-Así pues, ¿oísteis el consejo de Kim?
«¡No ataques, él está esperando en Starkadh!», había exclamado Kimberly mientras iniciaban la travesía.
Jaelle dudó.
-Yo lo oí, en efecto.
-¿Y nadie más?
-Yo estaba golpeando el avarlith por ella.
-Lo recuerdo. Fue algo inesperado.
Ella hizo un gesto de impaciencia.
-Entonces, ¿te hicieron caso? -continuó él.
-Tras muchos esfuerzos -dijo muy sucintamente.
Paul, sin embargo, podía adivinar lo que había sucedido, puesto que conocía la desconfianza que debieron de sentir todos los hombres reunidos aquella mañana en el Gran Salón hacia la suma sacerdotisa.
-¿Y qué ocurre ahora? -fue todo lo que él dijo.
-Esperamos que llegue la primavera. Aileron delibera con todo aquel que quiere hablar con él, pero todos esperamos la primavera. ¿Dónde está la vidente? -su voz tenía un tono de urgencia.
-También está esperando. Un sueño.
-¿Por qué has venido aquí? -preguntó ella.
Con una débil sonrisa y con toda seriedad, se lo contó todo: la Flecha de Mornir a la sacerdotisa de la Madre. Todo. En voz muy baja le dijo el nombre del niño, y en voz más baja aún el nombre del padre.
Ella no hizo el más mínimo movimiento mientras él estuvo hablando; ni un solo gesto reveló su emoción. Paul tuvo que reconocer su valor. Luego ella preguntó de nuevo, pero con voz diferente:
-¿Por qué has venido aquí?
-Porque la pasada primavera tú recibiste a Jennifer como huésped -contestó él.
Ella no esperaba semejante respuesta, y su rostro lo evidenció. En cierto modo era un triunfo para él, pero el momento era demasiado solemne como para llevar la cuenta de insignificantes tantos en el juego del poder.
-Loren hubiera desconfiado mucho de esta insensatez -continuó él para dulcificar el aguijón-, pero creo que tú sabrás arreglártelas. Te necesitamos.

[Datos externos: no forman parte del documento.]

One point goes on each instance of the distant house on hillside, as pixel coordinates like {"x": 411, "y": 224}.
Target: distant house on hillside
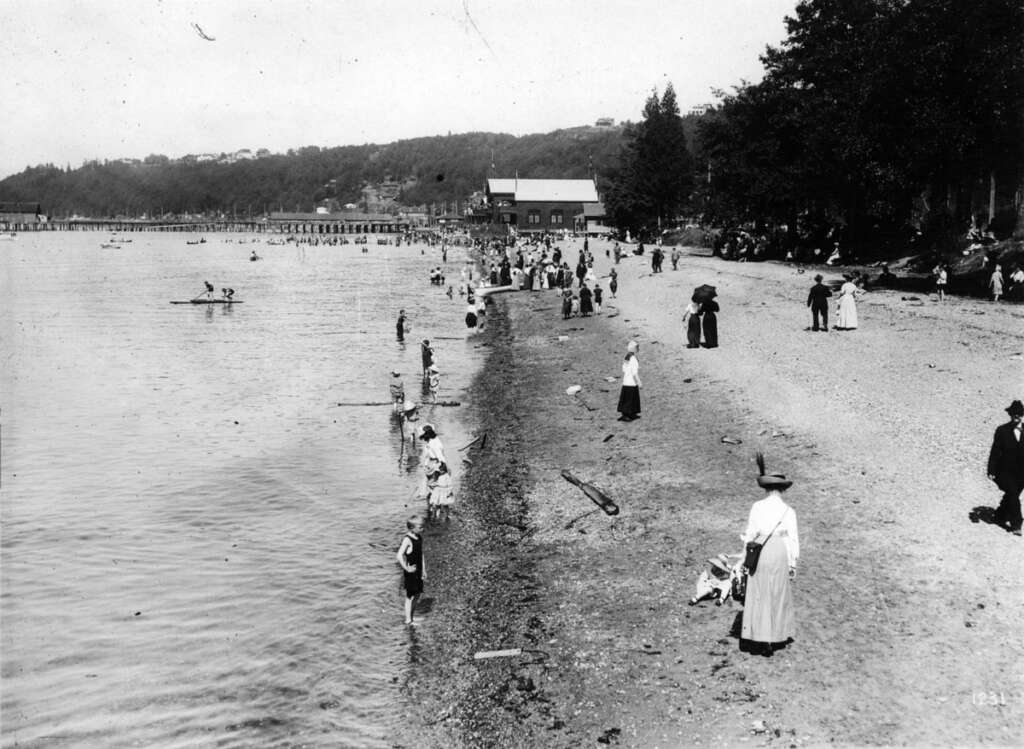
{"x": 13, "y": 215}
{"x": 539, "y": 205}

-¿Confías en mí en este asunto?
Ahora fue él quien hizo un gesto de impaciencia.
-¡Oh, Jaelle!, no exageres tu propia malevolencia. No estás satisfecha con el equilibrio de poderes que hay ahora aquí; cualquier tonto puede darse cuenta. Pero sólo un grandísimo imbécil confundiría esa insatisfacción con la deslealtad en esta guerra. Tú sirves a la diosa que nos envió aquella luna, Jaelle. Yo soy el menos apropiado de los hombres para olvidarlo.
Ella parecía muy joven en aquellos momentos. Bajo la túnica blanca se escondía una mujer, una persona, y no sólo un símbolo; él había cometido el error de tratar de decírselo una vez, en aquella misma habitación, mientras fuera caía la lluvia.
-¿Qué necesitas? -preguntó.
El tono de su voz era crispado.
-Que vigiles al niño. Y en el más profundo secreto, que es otra de las razones por las que he acudido a ti.
-Tendré que decírselo a las mormae de Gwen Ystrat.
-Me lo figuraba.
Se levantó y comenzó a recorrer la habitación a grandes zancadas mientras hablaba.
-¿Esa es la costumbre, según deduzco, entre las mormae?
-Así es; es la costumbre en. cualquier tipo de sacerdocio, pero el secreto permanecerá guardado en el círculo interior.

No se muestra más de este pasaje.